One of the interesting things about this period of a month, according to historians, is that the British Government, and Sir Edward Grey, the Foreign Secretary of the time, in particular did not realise just how imminent war was. There were many domestic political problems to deal with, and there was no particular reason for Britain to enter a war in defence of a Balkan state, Serbia, that was under threat from Austria-Hungary. It became more complicated however when relations between Germany and France deteriorated, and the French allied themselves with Russia, traditional allies of Serbia. But even as late as 30 July the British Government were undecided about supporting the French. It was only when the German Government ignored an ultimatum over the invasion of Belgium that the decision was made, and war was declared at 11pm on 4 August.

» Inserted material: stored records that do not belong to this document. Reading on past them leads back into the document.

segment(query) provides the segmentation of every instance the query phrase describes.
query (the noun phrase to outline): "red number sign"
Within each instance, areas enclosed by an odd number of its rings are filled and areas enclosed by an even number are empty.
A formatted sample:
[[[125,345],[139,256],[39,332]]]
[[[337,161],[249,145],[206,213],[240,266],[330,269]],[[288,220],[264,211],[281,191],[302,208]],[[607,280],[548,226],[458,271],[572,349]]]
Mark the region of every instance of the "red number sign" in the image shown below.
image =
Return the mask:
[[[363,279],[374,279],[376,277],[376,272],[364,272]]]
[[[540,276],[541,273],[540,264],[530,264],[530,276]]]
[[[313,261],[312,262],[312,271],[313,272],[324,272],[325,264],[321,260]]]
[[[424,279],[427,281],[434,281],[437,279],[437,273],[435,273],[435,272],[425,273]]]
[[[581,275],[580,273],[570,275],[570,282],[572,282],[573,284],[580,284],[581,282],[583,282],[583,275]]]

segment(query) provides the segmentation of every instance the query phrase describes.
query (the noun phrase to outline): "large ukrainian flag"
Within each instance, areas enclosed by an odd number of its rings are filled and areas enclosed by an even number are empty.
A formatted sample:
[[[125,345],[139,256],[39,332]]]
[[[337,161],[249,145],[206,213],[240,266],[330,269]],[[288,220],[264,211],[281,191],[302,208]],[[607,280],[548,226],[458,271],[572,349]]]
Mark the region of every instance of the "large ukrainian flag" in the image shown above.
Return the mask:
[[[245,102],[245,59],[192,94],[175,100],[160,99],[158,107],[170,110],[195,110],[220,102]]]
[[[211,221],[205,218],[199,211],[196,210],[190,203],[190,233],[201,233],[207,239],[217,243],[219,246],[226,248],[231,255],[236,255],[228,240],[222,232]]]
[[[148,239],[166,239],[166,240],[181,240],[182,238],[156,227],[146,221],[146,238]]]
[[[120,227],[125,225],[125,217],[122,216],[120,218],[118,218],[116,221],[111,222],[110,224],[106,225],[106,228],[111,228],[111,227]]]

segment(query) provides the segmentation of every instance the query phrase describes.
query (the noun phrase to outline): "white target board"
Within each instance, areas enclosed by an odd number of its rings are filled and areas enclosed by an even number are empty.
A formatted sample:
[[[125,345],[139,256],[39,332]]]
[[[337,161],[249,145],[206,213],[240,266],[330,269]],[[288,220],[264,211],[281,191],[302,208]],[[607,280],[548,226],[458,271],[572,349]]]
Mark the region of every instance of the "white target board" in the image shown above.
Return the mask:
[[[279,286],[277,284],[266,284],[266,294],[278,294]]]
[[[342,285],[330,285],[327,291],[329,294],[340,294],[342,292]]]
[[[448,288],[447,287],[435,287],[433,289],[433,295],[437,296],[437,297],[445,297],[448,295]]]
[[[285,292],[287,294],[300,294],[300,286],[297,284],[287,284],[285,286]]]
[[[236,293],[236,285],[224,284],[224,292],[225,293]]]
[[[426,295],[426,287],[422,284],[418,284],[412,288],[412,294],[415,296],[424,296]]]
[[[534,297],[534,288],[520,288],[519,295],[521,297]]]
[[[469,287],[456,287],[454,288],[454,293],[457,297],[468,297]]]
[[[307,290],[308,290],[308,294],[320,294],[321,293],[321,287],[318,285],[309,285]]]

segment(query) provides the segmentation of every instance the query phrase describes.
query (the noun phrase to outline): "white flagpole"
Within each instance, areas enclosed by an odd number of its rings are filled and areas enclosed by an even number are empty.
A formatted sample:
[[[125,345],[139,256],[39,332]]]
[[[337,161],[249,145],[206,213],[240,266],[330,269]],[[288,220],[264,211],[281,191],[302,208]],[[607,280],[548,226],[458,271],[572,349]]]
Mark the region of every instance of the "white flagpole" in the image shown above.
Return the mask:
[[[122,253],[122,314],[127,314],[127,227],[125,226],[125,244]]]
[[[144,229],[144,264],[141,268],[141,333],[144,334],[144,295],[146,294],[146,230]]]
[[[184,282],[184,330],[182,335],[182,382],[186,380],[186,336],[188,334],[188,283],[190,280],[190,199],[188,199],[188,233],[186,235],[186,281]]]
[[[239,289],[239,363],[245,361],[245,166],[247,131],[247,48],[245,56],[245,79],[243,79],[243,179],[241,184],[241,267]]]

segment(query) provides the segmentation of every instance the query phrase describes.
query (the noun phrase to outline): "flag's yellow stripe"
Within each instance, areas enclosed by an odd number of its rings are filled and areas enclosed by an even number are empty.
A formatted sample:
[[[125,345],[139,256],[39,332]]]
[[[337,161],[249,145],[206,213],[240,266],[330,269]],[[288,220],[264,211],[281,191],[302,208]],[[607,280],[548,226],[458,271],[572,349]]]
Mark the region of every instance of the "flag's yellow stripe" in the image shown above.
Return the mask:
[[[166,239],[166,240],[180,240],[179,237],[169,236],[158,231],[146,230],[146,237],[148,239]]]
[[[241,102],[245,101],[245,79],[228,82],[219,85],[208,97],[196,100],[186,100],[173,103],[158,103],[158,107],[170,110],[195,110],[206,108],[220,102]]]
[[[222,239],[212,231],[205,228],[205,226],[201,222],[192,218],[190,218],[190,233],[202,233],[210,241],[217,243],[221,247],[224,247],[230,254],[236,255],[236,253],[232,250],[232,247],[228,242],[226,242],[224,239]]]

As we mark this anniversary of the beginning of the ‘war to end all wars’, we are only too conscious of a range of events going on around us, some of which also seem the subject of random political discussion and negotiation. Many of you know that I have a long association and involvement with Sudan. Sudan has been struggling with civil war for over forty years. It seems as though at one level peace has almost been achieved between the Government and the Sudan Peoples’ Liberation Army, the main alliance principally of southern Sudanese. The British Government representative to the Peace Process is a good friend of ours – his wife, Lillian Craig Harris, preached at St Peter’s two years ago. I know how much it has taken out of them both, and the minimal resources that have been made available in the search for peace there simply does not in any way stand alongside the amounts spent in Iraq. Yet according to ‘civilised society’ everything about the Sudanese situation compares exactly to the Iraqi situation in all but one respect. Sudan is a very poor country, and although sizeable deposits of oil have been discovered in recent years, it is so expensive to recover and transport because of the poor infrastructure in the country, that only the Chinese have invested in it. And now we are seeing scenes from Western Sudan that beggar belief in our modern world.

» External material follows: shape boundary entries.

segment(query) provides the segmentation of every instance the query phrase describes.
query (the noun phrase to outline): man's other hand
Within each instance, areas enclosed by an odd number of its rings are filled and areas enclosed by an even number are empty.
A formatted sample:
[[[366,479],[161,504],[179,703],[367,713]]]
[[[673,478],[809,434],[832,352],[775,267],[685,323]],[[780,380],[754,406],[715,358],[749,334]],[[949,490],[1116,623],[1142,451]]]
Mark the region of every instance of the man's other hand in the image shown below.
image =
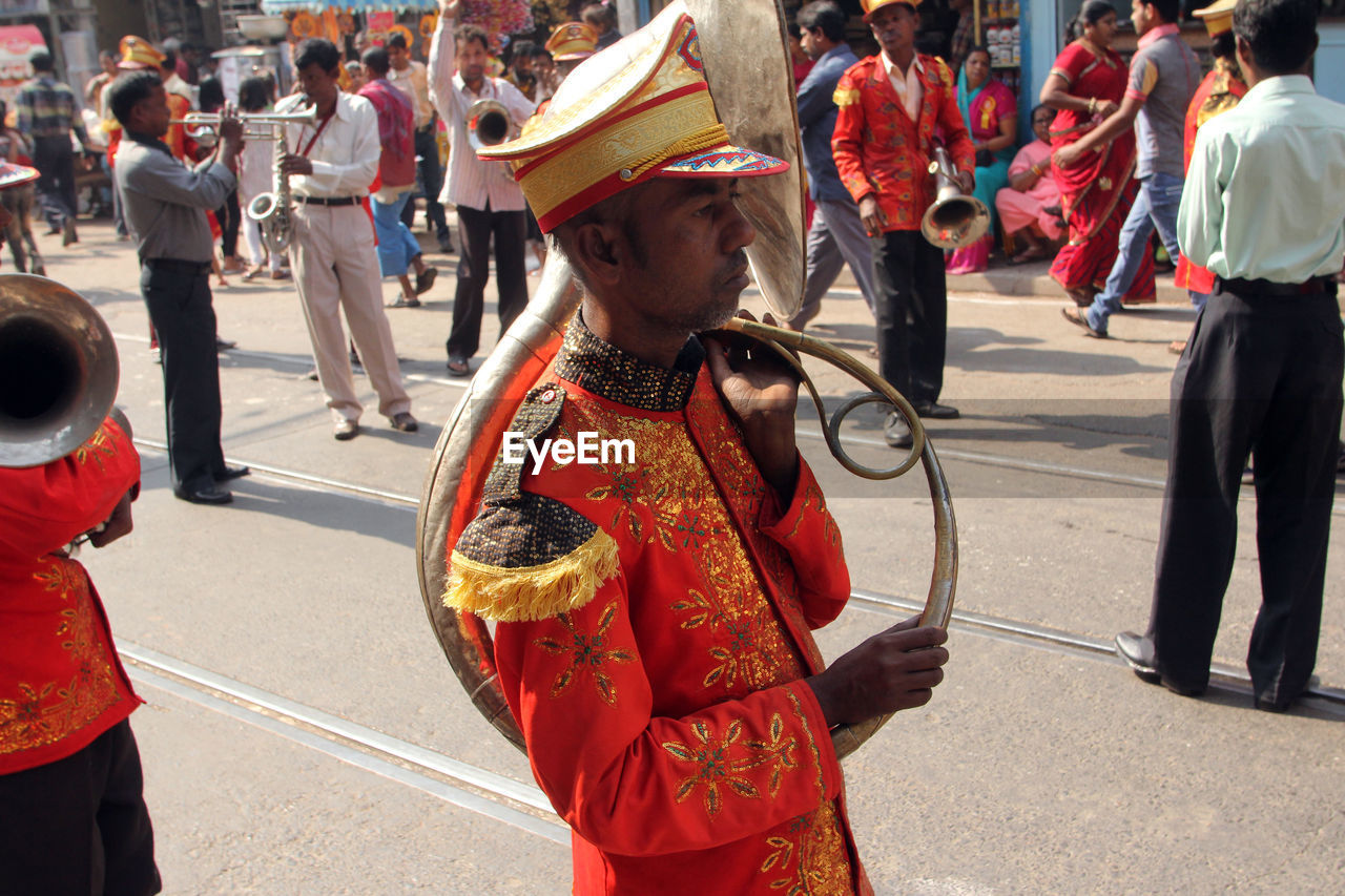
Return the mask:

We are sitting on a powder keg. The increase in terrorism arising out of the Iraq situation, the fact that Sudan is widely reputed to be a training ground for terrorists, and that there is no obvious significant interest from the West in resolving the situation there in any meaningful way, means that we are moving into a more and more unstable situation in a wider area of the Middle East and North Africa. As we wait to see the results of the promised handover of power in Iraq, we must surely pray together that our political leaders will learn from their predecessors who oversaw the descent into chaos that became the First World War, and use the enormous power and influence that they wield to draw the poison, for which they are in part responsible, and to collaborate in the rebuilding of those national communities that have been so devastated over the past few years.